NeuReality is shipping by the end of 2023 with an established value chain of software partners, original equipment manufacturers (OEMs), semiconductor deep learning accelerators (DLA) suppliers, cloud service providers, and enterprise IT solution companies such as Arm, AMD, CBTS, Cirrascale, IBM, Lenovo, Qualcomm, Supermicro, and more. As a result, financial services, healthcare, government and smaller businesses can expect to access easy-to-deploy and easy-to-use AI inference solutions from NeuReality with profitable performance.
“We are thrilled to be working with NeuReality to deliver inference-as-a-service in banking, insurance and investment services,” says PJ Go, CEO, Cirrascale Cloud Services. “As a specialized cloud and managed services provider deploying the latest training and inference compute with high-speed storage at scale, we focus on helping customers choose the right platform and performance criteria for their cloud service needs. Working with NeuReality to help solve for inference – arguably the biggest issue facing AI companies today – will undoubtedly unlock new experiences and revenue streams for our customers.”
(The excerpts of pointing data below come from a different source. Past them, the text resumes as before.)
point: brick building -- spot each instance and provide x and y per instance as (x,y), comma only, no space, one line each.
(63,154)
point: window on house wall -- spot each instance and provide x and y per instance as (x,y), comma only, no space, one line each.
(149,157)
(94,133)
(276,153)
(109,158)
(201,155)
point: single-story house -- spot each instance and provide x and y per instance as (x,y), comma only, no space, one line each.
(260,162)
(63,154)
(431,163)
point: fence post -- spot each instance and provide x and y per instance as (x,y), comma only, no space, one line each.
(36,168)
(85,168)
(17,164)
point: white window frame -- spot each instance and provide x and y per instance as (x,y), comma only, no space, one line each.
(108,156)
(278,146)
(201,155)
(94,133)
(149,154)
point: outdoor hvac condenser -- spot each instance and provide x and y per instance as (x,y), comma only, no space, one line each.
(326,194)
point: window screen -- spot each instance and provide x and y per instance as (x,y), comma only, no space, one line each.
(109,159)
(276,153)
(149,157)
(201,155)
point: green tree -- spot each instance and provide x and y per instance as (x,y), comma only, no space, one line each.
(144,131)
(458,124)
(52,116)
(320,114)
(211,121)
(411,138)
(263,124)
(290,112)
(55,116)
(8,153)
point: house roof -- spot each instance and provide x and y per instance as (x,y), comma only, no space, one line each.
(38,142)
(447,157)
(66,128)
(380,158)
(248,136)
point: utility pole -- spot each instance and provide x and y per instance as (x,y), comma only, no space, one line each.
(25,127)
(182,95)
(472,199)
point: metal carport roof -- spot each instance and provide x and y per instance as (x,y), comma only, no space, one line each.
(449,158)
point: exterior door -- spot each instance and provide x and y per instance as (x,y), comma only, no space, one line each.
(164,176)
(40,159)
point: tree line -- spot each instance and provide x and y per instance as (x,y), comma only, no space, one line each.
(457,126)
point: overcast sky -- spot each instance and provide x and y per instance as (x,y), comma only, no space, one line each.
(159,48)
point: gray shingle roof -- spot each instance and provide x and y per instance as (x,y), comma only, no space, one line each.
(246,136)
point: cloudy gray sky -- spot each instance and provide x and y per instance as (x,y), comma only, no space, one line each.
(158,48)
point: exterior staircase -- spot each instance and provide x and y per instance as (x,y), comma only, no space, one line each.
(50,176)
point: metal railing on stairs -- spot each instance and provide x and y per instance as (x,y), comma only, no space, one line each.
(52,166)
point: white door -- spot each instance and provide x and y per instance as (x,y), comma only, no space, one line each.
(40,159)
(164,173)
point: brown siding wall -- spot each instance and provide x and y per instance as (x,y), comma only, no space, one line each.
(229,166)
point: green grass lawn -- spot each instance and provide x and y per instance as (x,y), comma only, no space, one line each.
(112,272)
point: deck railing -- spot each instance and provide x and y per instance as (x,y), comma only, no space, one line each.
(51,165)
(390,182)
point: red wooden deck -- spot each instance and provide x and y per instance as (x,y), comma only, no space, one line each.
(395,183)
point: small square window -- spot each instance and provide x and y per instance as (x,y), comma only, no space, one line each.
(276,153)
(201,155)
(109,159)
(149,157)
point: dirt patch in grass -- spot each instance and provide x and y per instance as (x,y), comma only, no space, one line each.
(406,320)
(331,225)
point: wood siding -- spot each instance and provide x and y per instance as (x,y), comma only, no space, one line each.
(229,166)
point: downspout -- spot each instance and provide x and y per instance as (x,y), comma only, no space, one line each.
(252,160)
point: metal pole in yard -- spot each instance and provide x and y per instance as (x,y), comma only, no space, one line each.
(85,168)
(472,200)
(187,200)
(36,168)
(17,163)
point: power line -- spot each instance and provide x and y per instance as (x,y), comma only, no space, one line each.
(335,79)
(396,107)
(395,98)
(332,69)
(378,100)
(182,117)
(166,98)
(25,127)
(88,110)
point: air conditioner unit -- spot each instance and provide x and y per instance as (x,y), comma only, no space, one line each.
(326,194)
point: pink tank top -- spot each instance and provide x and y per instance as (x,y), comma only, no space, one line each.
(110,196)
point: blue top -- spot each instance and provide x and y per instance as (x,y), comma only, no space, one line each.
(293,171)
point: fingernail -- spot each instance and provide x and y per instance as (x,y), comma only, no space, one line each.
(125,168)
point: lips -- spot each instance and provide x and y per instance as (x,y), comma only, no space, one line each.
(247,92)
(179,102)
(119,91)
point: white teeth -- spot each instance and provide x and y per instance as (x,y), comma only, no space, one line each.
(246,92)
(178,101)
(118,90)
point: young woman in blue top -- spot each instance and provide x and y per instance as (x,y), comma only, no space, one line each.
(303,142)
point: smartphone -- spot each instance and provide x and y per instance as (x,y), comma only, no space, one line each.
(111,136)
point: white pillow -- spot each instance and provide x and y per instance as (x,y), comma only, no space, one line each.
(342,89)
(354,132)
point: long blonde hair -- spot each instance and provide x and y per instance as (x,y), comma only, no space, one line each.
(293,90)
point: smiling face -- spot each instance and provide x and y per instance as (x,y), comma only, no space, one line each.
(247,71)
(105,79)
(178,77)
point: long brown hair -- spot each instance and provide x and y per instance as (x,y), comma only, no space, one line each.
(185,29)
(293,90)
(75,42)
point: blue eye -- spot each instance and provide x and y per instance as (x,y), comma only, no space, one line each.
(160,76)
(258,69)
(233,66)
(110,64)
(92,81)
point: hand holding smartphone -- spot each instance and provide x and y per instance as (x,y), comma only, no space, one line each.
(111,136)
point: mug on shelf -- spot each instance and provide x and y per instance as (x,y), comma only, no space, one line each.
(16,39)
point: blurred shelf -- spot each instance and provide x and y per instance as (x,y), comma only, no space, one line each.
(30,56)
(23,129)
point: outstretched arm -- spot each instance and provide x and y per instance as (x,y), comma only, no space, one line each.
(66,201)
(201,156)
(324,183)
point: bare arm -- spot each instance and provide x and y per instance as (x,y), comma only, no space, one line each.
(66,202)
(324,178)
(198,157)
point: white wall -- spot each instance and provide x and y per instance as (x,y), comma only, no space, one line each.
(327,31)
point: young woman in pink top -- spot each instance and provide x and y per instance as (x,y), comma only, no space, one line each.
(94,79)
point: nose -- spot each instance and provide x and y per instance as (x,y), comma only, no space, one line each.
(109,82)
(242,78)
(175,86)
Tanach adds: “Along with our partners, we have re-imagined inference and, in the process, have set the standard for the future of AI which is more cost effective, carbon-conscious and performance-driven. The NAPU is the Swiss army knife of AI-inference servers – easily integrated into any existing system architecture and with any DLA. So, no one needs to wait two or three years for someone to invent the ideal AI inference chip. We already have it.”